Linder kept reaching out, even internationally, and eventually contacted Don Philips, a paranormal researcher based in the United Kingdom.

“I was always interested in this type of thing and became frustrated with how the paranormal was treated in the media,” Philips said. “So I started to put my own stuff out there and I wanted to bring credibility back into what people were seeing by doing my investigations in a very evidence-based way.”

Philips is well-known in the field for his skills in finding evidence that goes beyond a simple K-II meter, which measures ambient electromagnetic fields and is often used on TV to determine a paranormal presence.

“If you use a K-II meter and it goes off and you say ‘there’s a spirit here,’ that’s a claim. You can’t prove it. Philips said. “People want to see a investigation that’s thorough. All I used was me, what I capture [on video] and a voice recorder. I don’t use gadgetry because it doesn’t prove anything.”

Philips released a documentary that details his findings earlier this month, titled, “Demons in Seattle Uncovered”.

“I wasn’t interested in just another ghost story,” he said. “I wanted people to see the evidence, the process and the objectivity behind it. This wasn’t meant to be a documentary originally, we just brought the camera to record anything we found.”

Philips and his team spent more than two weeks total in the Bothell Hell House, in contrast to the Ghost Adventures team who spent a single night in the home.

“‘Ghost Adventures’ went in there for five hours and came away with nothing. I personally think that that’s not the way to do that,” Philips said. “I’m not going to make a claim unless I have evidence, I’ve got a reputation to protect. It’s a serious documentary and Keith is a serious case. He is credible and I’ll stand in his corner on that.”

Philips added that he can’t speak to the poltergeist activity that supposedly happened in the Bothell Hell House prior to his investigation.

The evidence Philips gathered includes 427 recordings that captured possible vocal phenomena with 28 reportedly occurring in direct response to questions.

“Keith reached out to us out of pure frustration,” Philips said. “He needed proof to his claims that his house was haunted, real proof. I promised Keith, ‘If your place is afflicted with anything paranormal, I’ll provide you with evidence,’ and that’s what I did. I can’t comment on writing and symbols appearing on walls since that happened two years prior, but as far as the house being haunted, yeah, it is.”

Linder now lives in an apartment on his own, free of any other paranormal activity.

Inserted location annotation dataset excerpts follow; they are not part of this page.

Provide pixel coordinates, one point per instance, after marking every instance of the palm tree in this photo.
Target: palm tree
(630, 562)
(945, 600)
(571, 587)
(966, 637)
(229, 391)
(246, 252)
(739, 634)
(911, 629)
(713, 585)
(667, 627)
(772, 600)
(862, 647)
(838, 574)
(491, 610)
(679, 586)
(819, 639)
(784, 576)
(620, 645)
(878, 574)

He’s even seen support from the Bothell community who he says has been mostly unsurprised to hear about paranormal activity in the area.

“Believe it or not, (people aren’t) shocked,” Linder said. “There have been families or individuals who came up to me and said, ‘our house or our neighbor’s house has something similar.’ I hope my readers understand that everything happened the way we say it happened.”